Am I correct in assuming that 19.8857 will be my sag with two different size poles?

 

Thanks for all the help so far!

[lrm]

I created an Excel spreadsheet using the equations in the referenced link and the values from you last post.  x1 and x2 are first determined and then sag1 (from A) and sag2 (from B).  As a check I subtracted the sag from A and compared it to the sag from B.  The bottom point of the cable has an elevation of 139.971m.

  

 

Since your input consists of 5 values why not make one function that accepts or prompts for the 5 numbers and then computes x1, x2 sag1 and sag2,  You really only need x1 and sag1 to give you the result.  The other values are just a check.

 

Your program would look something like:

 

(defun c:maxsag (    /    )
(setq polea (getreal "\nEnter pole A height.")
      poleb (getreal "\nEnter pole B height.")
... continue for the other input values
...

(setq x1 (...
      sag1 (...
(setq sagele  (- polea sag1))  
(princ "\nElevation of lowest point of sagging cable is: ")
(princ sagele)
...

)

If you would prefer to reference geometry in your drawing you could modify the input to use getpoint instead of getreal.

[WHM]

Thanks for this, I'm learning quite a lot!

 

The main thing I'm trying to make with this, is add this to a whole framework I'm writing.

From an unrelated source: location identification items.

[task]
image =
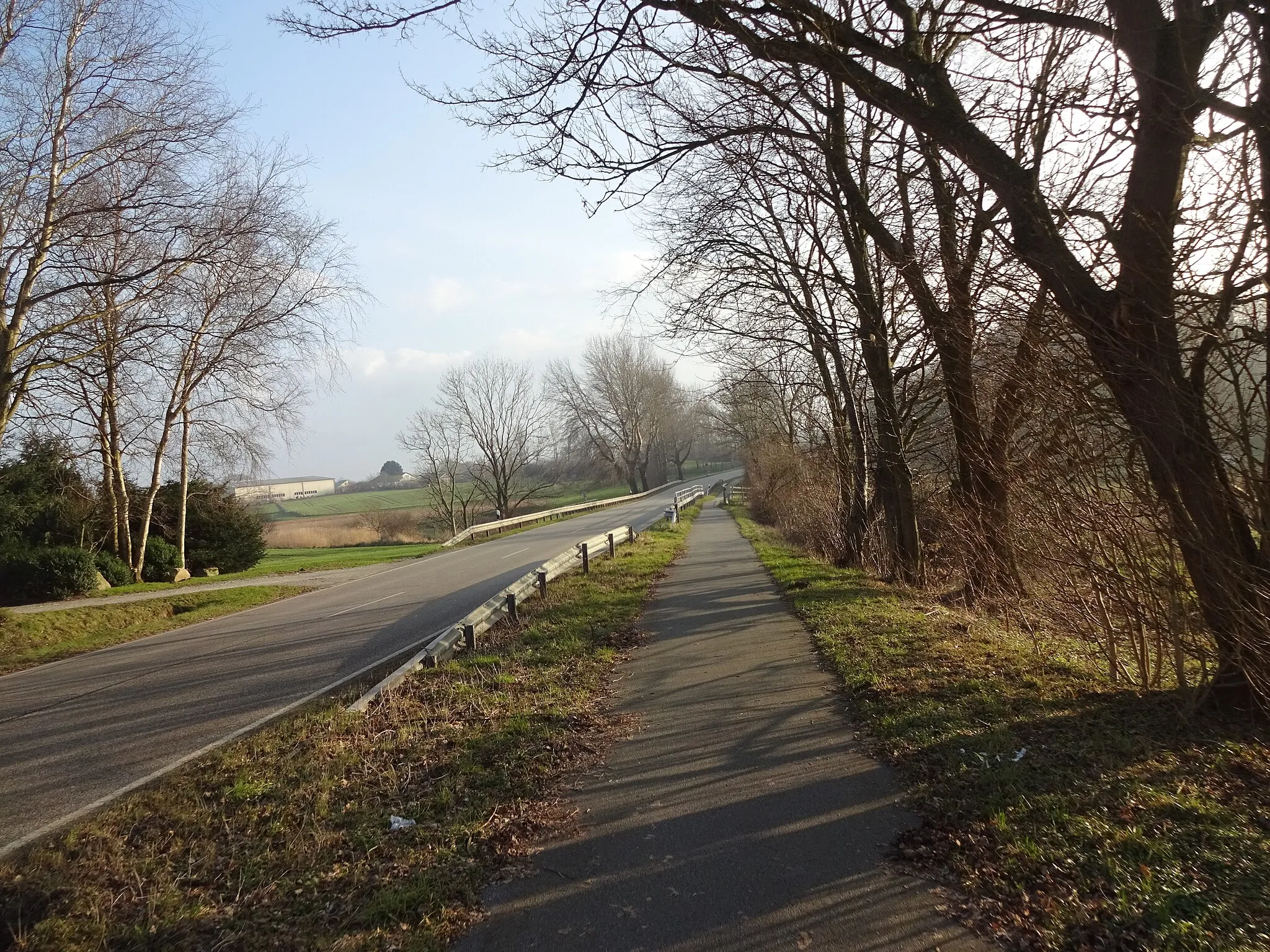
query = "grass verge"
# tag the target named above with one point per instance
(1071, 815)
(27, 640)
(285, 562)
(282, 840)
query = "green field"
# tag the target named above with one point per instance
(282, 562)
(347, 503)
(27, 640)
(281, 839)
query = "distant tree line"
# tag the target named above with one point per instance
(497, 436)
(168, 300)
(990, 275)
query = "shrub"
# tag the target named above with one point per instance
(113, 569)
(162, 559)
(220, 530)
(46, 574)
(43, 500)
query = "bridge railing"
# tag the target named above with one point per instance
(544, 514)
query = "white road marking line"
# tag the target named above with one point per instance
(206, 749)
(353, 609)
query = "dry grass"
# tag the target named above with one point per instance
(27, 640)
(281, 840)
(1073, 815)
(338, 531)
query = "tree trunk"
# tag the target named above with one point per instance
(184, 487)
(894, 478)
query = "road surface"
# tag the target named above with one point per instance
(744, 815)
(76, 731)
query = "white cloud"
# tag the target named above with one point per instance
(373, 362)
(446, 295)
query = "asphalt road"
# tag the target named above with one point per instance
(74, 733)
(744, 815)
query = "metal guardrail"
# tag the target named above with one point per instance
(463, 633)
(686, 495)
(499, 524)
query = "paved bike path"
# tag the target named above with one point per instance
(744, 814)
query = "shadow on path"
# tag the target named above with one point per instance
(742, 815)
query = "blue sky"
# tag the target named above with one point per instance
(460, 258)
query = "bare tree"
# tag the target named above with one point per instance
(500, 412)
(103, 104)
(440, 446)
(618, 404)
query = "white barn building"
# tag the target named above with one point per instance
(282, 489)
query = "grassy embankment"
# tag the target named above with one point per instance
(27, 640)
(281, 840)
(349, 503)
(1071, 814)
(285, 562)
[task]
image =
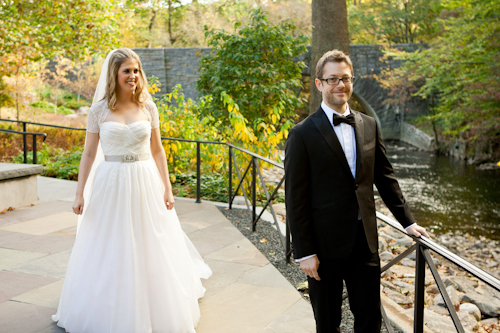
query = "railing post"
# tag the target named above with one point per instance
(34, 149)
(418, 318)
(25, 146)
(230, 177)
(198, 173)
(254, 194)
(288, 251)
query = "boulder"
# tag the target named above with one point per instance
(279, 209)
(404, 285)
(439, 309)
(395, 233)
(404, 242)
(386, 256)
(398, 298)
(468, 321)
(432, 289)
(472, 309)
(382, 246)
(438, 300)
(408, 262)
(439, 323)
(239, 200)
(489, 322)
(488, 305)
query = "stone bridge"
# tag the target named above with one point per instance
(180, 66)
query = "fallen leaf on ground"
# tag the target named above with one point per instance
(303, 286)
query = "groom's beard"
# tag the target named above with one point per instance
(332, 99)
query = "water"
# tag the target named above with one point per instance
(447, 194)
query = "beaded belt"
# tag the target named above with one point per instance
(129, 158)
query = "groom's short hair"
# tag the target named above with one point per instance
(332, 56)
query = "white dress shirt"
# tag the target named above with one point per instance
(347, 138)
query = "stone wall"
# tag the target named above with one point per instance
(181, 65)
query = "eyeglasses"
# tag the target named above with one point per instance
(333, 81)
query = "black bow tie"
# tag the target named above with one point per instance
(341, 119)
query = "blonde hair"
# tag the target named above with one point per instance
(332, 56)
(116, 60)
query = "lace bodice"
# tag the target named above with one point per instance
(120, 139)
(99, 111)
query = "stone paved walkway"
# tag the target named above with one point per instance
(245, 294)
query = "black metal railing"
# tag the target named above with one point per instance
(26, 133)
(422, 246)
(25, 145)
(254, 167)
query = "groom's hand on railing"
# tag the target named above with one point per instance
(310, 267)
(417, 231)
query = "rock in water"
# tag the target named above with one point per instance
(438, 300)
(386, 256)
(468, 321)
(472, 309)
(489, 306)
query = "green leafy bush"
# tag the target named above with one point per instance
(43, 105)
(72, 104)
(64, 110)
(56, 163)
(252, 78)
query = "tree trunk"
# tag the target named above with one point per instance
(55, 104)
(17, 93)
(330, 31)
(172, 39)
(151, 26)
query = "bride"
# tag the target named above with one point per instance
(132, 268)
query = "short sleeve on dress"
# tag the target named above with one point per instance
(155, 117)
(92, 121)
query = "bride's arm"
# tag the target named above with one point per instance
(158, 154)
(88, 157)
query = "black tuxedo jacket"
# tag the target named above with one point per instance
(322, 197)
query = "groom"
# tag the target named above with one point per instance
(332, 160)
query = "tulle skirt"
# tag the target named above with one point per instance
(132, 268)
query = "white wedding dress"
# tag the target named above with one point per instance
(132, 268)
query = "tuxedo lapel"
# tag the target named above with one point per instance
(360, 139)
(323, 124)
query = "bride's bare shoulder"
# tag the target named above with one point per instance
(100, 106)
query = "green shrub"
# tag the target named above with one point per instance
(72, 104)
(56, 163)
(43, 105)
(64, 110)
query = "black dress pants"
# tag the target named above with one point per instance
(361, 273)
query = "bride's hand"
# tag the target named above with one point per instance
(169, 199)
(78, 205)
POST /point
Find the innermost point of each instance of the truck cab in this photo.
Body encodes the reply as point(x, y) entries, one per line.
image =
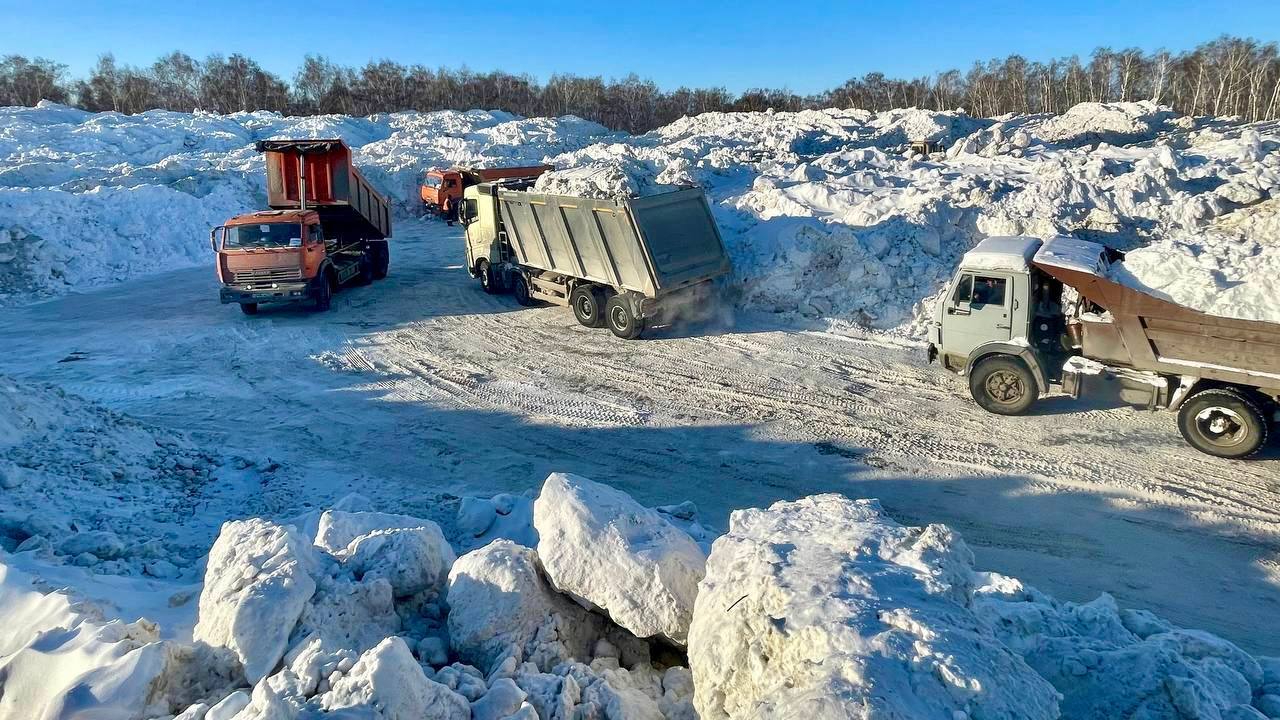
point(485, 253)
point(440, 191)
point(1005, 315)
point(269, 256)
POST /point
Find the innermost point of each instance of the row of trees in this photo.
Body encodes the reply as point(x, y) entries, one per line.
point(1228, 76)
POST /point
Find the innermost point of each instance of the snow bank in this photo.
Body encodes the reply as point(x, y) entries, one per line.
point(91, 487)
point(257, 582)
point(821, 607)
point(609, 552)
point(502, 607)
point(92, 199)
point(1120, 664)
point(822, 210)
point(824, 607)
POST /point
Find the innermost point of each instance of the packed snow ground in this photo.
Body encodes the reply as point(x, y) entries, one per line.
point(1075, 501)
point(822, 210)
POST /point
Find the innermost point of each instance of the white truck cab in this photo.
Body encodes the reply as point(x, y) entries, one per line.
point(1000, 322)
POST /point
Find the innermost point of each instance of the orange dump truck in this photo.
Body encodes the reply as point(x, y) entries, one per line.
point(442, 190)
point(327, 227)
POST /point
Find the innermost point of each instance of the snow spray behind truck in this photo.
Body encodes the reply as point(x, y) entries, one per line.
point(617, 263)
point(1002, 323)
point(327, 228)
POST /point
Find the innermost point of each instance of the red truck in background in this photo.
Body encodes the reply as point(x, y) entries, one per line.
point(442, 190)
point(327, 228)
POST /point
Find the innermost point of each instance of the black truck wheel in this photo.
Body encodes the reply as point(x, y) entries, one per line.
point(622, 322)
point(489, 279)
point(520, 288)
point(380, 258)
point(1004, 386)
point(588, 302)
point(1224, 423)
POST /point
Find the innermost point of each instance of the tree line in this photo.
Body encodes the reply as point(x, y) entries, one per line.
point(1229, 76)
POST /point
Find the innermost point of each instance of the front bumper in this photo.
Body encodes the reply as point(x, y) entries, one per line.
point(264, 295)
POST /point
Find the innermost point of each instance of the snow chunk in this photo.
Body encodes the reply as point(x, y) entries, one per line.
point(1114, 664)
point(388, 679)
point(257, 582)
point(609, 552)
point(411, 559)
point(338, 528)
point(501, 607)
point(826, 607)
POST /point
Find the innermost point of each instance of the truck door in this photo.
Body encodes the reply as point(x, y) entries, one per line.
point(978, 311)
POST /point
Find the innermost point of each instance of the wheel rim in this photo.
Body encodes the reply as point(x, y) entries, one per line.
point(1221, 427)
point(1005, 387)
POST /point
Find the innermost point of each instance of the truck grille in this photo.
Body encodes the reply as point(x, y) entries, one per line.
point(265, 274)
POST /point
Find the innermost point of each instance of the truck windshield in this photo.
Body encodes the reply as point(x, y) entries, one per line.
point(269, 235)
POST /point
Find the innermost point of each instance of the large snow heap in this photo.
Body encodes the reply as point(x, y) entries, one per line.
point(819, 607)
point(826, 213)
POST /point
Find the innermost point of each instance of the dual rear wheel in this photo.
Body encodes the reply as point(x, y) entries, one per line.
point(595, 308)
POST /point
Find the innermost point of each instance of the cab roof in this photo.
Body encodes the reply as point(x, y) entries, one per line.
point(275, 217)
point(1002, 253)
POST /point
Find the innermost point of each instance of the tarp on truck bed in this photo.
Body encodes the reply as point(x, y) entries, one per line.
point(649, 245)
point(346, 203)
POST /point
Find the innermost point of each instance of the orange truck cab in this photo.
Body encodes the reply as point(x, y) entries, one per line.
point(327, 228)
point(442, 190)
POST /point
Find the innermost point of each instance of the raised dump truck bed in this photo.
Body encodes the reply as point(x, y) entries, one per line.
point(613, 261)
point(647, 245)
point(328, 182)
point(1001, 323)
point(1147, 332)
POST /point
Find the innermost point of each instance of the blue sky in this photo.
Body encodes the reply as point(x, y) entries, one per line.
point(805, 46)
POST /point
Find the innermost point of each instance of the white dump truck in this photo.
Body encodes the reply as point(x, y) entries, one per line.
point(617, 263)
point(1006, 323)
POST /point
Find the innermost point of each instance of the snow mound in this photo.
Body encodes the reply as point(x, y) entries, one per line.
point(257, 583)
point(611, 554)
point(339, 528)
point(1119, 664)
point(92, 199)
point(1106, 122)
point(389, 679)
point(824, 607)
point(410, 559)
point(87, 486)
point(1228, 281)
point(502, 607)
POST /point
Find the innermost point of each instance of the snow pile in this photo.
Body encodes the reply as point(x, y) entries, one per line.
point(824, 607)
point(257, 580)
point(822, 210)
point(90, 487)
point(609, 552)
point(824, 215)
point(502, 607)
point(1124, 664)
point(1226, 282)
point(821, 607)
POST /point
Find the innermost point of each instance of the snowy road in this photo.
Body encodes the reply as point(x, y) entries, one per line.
point(423, 386)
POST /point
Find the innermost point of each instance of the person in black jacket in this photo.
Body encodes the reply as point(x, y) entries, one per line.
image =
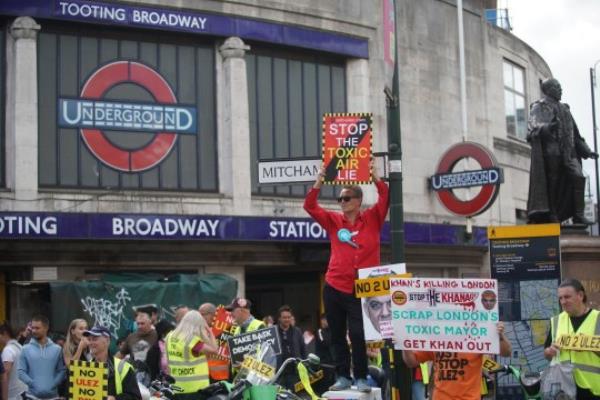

Poles get placed from the top down, so you'll never see the cable curve. All pole and cable characteristics gets saved within their own dictionaries & xrecords, so the info will be pulled from dictionaries.

 

I'm trying to prevent my draughtsman from accidentally placing a pole to far away from the previous one. The sag will always be set to 1% of the poles length. If you look at the (_maxlength) function I've written it does exactly that, but it assumes that poles are all the same height, where we do have rare occasions where we'll have a longer pole.

 

Here is more realistic cable specs:

 

Pole A = 5.4 (so max sag will be 0.054)

Pole B = 7.2 (so max sag will be 0.072)

Weight per unit = 0.105

Tension = 1300

 

This has been a great learning curve (pun intended) so far!

 

[lrm]

To better understand your objective I set up the simple Excel worksheet I referenced in an earlier post.  I assume the goal for the max sag should be applied to the shorter of the two poles as this point will obviously be lower than the sag for the taller pole otherwise there might be zero sag for the shorter pole.  Is that correct?

 

Using Excel's Goal Seek function and setting a goal of 0.054 for the sag at A it calculates a value for L of 250.7.  Does that seem reasonable?